Despite the AEs, biologic therapy continued for 87% (150) of patients, although sometimes with a short pause.

There were no instances of malignant neoplasms or tuberculosis in the study patients. Mild infections, infusion- or injection-site reactions, and alanine aminotransferase elevations were the most common of the 2902 AEs (191/100 py) reported. Ninety-two percent of all patients (319) reported at least one AE.

New-onset uveitis occurred in nine patients, psoriasis or psoriasiform lesions in 13 patients, and inflammatory bowel disease in six patients.

Other national registries for biologic treatment of JIA underestimate mild or moderate AEs, Dr Tarkiainen told Medscape Medical News. However, she noted, comparisons between registries can be problematic, as some are based on surveys or physician reports; this registry was based on the records of patients in primary or tertiary care. In addition, many registries cover a single biologic only, even though 39% of the patients in this study were exposed to more than one biologic, which could account for the twofold increase in SAEs in this study, she said.

Still, other national registries are larger, noted Daniel Lovell, MD, MPH, professor of pediatrics, University of Cincinnati Medical Center, and associate director, Division of Rheumatology, Cincinnati Children's Hospital, Ohio. Dr Lovell is also chairman of the Pediatric Rheumatology Collaborative Study Group, Cincinnati Children's Hospital Medical Center. "In comparison to some of the other registries, this [one] is only of moderate size, and the duration of follow-up was shorter than many of the others. Other, larger, registries have more comprehensive results, and also longer duration of follow-up," he told Medscape Medical News.
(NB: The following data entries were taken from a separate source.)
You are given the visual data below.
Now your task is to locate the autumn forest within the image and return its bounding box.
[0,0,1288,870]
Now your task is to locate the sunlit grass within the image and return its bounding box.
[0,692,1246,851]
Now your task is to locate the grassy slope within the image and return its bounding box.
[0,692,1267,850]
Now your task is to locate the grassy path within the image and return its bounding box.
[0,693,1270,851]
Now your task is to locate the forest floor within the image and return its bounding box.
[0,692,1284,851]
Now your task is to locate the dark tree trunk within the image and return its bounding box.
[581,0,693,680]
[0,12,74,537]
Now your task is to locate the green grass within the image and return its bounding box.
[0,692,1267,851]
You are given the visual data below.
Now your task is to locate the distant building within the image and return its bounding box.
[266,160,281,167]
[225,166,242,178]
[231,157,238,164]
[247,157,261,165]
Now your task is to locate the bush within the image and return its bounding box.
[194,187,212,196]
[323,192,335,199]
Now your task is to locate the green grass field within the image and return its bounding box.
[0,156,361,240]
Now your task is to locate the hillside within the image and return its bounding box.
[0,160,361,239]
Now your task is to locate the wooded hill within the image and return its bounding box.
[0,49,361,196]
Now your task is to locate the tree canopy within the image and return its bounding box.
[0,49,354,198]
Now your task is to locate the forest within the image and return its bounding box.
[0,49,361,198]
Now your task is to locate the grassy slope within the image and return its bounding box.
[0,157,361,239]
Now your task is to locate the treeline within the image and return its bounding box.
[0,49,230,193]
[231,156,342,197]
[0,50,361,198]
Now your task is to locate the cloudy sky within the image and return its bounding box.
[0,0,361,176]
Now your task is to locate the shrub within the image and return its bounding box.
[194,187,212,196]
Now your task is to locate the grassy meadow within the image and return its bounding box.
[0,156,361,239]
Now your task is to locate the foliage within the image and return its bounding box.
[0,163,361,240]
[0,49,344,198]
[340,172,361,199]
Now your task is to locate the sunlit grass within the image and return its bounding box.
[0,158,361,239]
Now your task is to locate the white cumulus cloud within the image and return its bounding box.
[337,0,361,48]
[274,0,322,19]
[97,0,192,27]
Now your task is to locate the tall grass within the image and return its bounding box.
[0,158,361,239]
Although this Finland registry has adequate data from etanercept, infliximab, and adalimumab, with 150 or more patient years of experience on each of drug, data are thinner on the other compounds, Dr Lovell said. "Your ability to say much of meaning on those other drugs is very limited in this registry, because they just don't have as much exposure. It doesn't give you enough exposure to understand the safety signal for rare or late events."

Dr Tarkiainen agreed. "We wanted to report the follow-up on these drugs despite the short experience, since the safety of these drugs in patients with JIA has a not been evaluated in long-term studies," she wrote. "We cannot say anything of the true frequency of AEs/SAEs based on this study. For rituximab, the rate of SAEs is high mostly due of the severity of the disease in these patients," she added. Most had poorly controlled inflammation and systemic-onset disease and had been previously treated with several biologics before rituximab.

Further, this study cannot distinguish whether an AE is caused by the drug or by something else, Dr Lovell told Medscape Medical News. "Many of these patients are on other drugs, and people get [AEs] just by being around. Take healthy kids, follow a group of them for a year, and 50% of them will have an infection, because that is just what happens with kids. So it's hard to sort out in a registry how much...side effects are due to normal events that are going to happen anyway. "

Although some registries attempt to address that with a comparison group, this study lacks any such control, and even comparison groups cannot completely solve the problem. "Patients treated with biologics are oftentimes different in meaningful ways," Dr Lovell said. "It makes a comparison not quite as homogenous as you would like."

The fact that a third of the patients in this study develop a SAE "underlines the importance that children with JIA be followed closely by their physician," Dr Lovell said.

One coauthor reports receiving personal fees from Pfizer, Roche, and AbbVie unrelated to this work; another coauthor received speakers' honoraria from AbbVie, Pfizer, and MSDl; and another coauthor received speakers' fees from AbbVie, Roche, and Pfizer. The other authors, Dr Lovell, and Dr Laxer have disclosed no relevant financial relationships.